37 Uma vez feitas estas precisões,
importa recordar que o Tribunal de Justiça tem reiteradamente declarado que
resulta do artigo 4.°, n.° 1, da Diretiva 2000/78 que não é o motivo em
que se baseia a diferença de tratamento, mas uma característica relacionada com
esse motivo, que deve constituir um requisito profissional essencial e
determinante (v. acórdãos de 12 de janeiro de 2010, Wolf, C‑229/08,
EU:C:2010:3, n.° 35; de 13 de setembro de 2011, Prigge e o., C‑447/09,
EU:C:2011:573, n.° 66; de 13 de novembro de 2014, Vital Pérez, C‑416/13,
EU:C:2014:2371, n.° 36; e de 15 de novembro de 2016, Salaberria Sorondo, C‑258/15,
EU:C:2016:873, n.° 33).
38 Por outro lado, há que salientar que, em
conformidade com o considerando 23 da Diretiva 2000/78, só em circunstâncias
muito limitadas uma característica relacionada, designadamente, com a religião
pode constituir um requisito profissional essencial e determinante.
39 Importa também sublinhar que, nos
próprios termos do artigo 4.°, n.° 1, da Diretiva 2000/78, a
característica em causa só pode constituir um requisito desse tipo «em virtude
da natureza da atividade profissional em causa ou do contexto da sua execução».
40 Resulta destas diferentes
indicações que o conceito de «requisito essencial e determinante para o
exercício dessa atividade», na aceção da referida disposição, remete para uma
exigência objetivamente ditada pela natureza ou pelas condições de exercício da
atividade profissional em causa.
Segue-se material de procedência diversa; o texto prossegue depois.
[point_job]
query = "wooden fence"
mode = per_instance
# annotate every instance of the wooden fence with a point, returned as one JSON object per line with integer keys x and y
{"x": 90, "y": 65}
Em contrapartida, não pode abranger
considerações subjetivas, como a vontade do empregador de ter em conta os
desejos concretos do cliente.
41 Por conseguinte, há que responder
à questão submetida pelo órgão jurisdicional de reenvio que o artigo 4.°,
n.° 1, da Diretiva 2000/78 deve ser interpretado no sentido de que a
vontade de um empregador de ter em conta os desejos de um cliente de que as
prestações de serviços do referido empregador deixem de ser asseguradas por uma
trabalhadora que usa um lenço islâmico não pode ser considerada um requisito
profissional essencial e determinante na aceção dessa disposição.